Jusqu’au 29 août, Opinion Internationale vous invite à un tour du monde estival : chaque jour, nous vous proposons de visiter un site touristique qui est aussi un lieu de mémoire, un moment où s’est jouée l’histoire des libertés.
Estancia jésuite d’Alta Gracia : aujourd’hui, sur la route des esclaves en Amérique Latine, dans la province de Córdoba en Argentine.
Inscrite au patrimoine mondial de l’Humanité, l’estancia d’Alta Gracia date de 1643. Une estancia, propriété construite par l’ordre des Jésuites, regroupe généralement une église, une ferme et des lieux de vie pour les prêtres et les esclaves.
Transformée en un musée évoquant la vie que l’on y menait il y a quelques siècles, l’estancia d’Alta Gracia est ainsi le témoignage matériel et spirituel de la très forte présence jésuite dans la région. Si l’estancia nous rappelle qu’elle était un centre de progrès dont l’organisation et le développement avancé étaient dus à des investigations scientifiques et à l’étude pragmatique pour s’adapter au terroir, elle est aussi devenue, récemment seulement, un rappel de l’esclavage.

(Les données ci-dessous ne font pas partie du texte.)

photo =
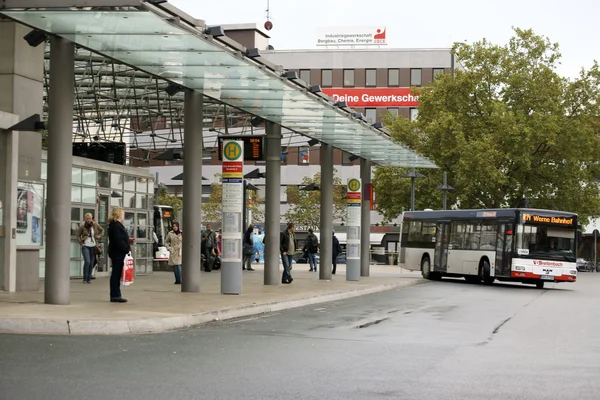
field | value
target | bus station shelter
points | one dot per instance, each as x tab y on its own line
200	70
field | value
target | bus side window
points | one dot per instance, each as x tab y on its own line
472	236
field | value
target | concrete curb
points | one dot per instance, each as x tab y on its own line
158	325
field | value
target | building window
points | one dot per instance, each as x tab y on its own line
414	114
305	75
371	115
415	77
371	78
303	156
326	78
393	77
348	78
283	194
437	72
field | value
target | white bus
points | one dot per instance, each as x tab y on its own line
521	245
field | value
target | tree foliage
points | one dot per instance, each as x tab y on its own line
211	210
166	199
305	206
508	130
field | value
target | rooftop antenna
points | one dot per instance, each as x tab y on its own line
268	24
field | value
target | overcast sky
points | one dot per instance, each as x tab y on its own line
419	24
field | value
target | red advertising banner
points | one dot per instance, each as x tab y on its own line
374	97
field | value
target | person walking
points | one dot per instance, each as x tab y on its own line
89	234
287	248
312	247
336	251
174	243
248	248
118	247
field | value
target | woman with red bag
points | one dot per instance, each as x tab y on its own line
118	247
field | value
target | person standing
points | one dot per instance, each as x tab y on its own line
118	247
312	247
174	243
336	251
89	234
287	248
209	239
248	248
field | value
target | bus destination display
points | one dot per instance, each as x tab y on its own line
253	147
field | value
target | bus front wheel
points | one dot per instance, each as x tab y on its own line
425	268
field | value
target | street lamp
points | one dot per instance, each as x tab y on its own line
445	188
412	175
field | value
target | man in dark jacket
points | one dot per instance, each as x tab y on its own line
336	251
287	248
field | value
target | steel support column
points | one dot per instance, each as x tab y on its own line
326	227
192	192
272	204
60	161
365	219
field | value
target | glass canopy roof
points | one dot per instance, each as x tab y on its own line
143	38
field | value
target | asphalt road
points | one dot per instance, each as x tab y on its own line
441	340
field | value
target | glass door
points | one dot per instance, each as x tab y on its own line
442	242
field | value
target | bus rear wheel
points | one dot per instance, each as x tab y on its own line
426	268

L’estancia était en effet un lieu où travaillaient des centaines d’esclaves africains qui produisaient tout ce dont avait besoin la Compagnie de Jésus. Environ 600 esclaves noirs travaillaient sur chaque estancia gérée seulement par 3 à 5 jésuites espagnols.

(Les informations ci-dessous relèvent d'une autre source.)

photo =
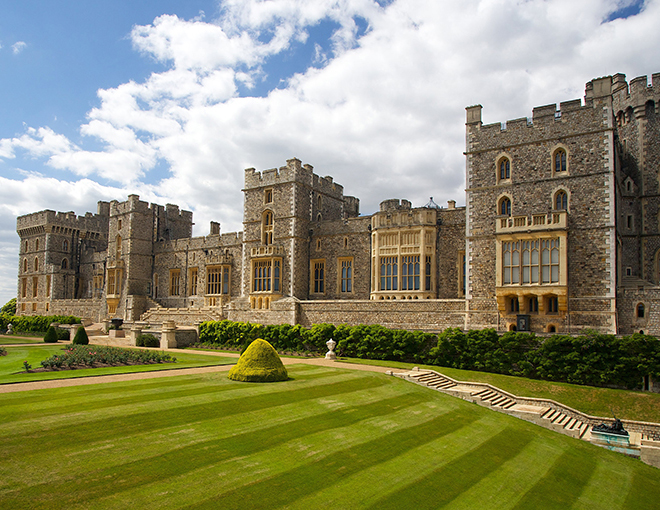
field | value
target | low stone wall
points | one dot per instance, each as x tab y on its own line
433	315
92	309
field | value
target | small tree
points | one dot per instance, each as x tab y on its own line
51	335
81	337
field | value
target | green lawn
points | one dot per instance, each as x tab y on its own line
630	405
11	364
29	338
328	438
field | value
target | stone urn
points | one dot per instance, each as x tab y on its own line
331	350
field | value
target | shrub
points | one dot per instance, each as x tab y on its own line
259	363
81	337
51	335
62	334
9	307
147	340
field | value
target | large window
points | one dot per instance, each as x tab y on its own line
266	275
318	276
175	282
217	280
521	262
388	273
346	266
410	271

Alors que les pays caraïbéens ont depuis longtemps fait un travail de mémoire sur leur passé intimement lié à l’esclavage, il a fallu attendre 2010 pour que des pays tels que l’Argentine, le Paraguay et l’Uruguay reconnaissent pleinement leur propre histoire esclavagiste. S’inscrivant dans le programme « Route de l’esclavage » de l’UNESCO initié en 1992, les trois pays voisins ont initié une série d’investigations et d’études en 2010 : « Sitios de Memoria y culturas vivas de los afrodescendientes en Argentina, Paraguay y Uruguay ». Elles révèlent, entre autres, que le fonctionnement des estancias jésuites se fondaient quasi exclusivement sur une main d’oeuvre constituée d’esclaves noirs.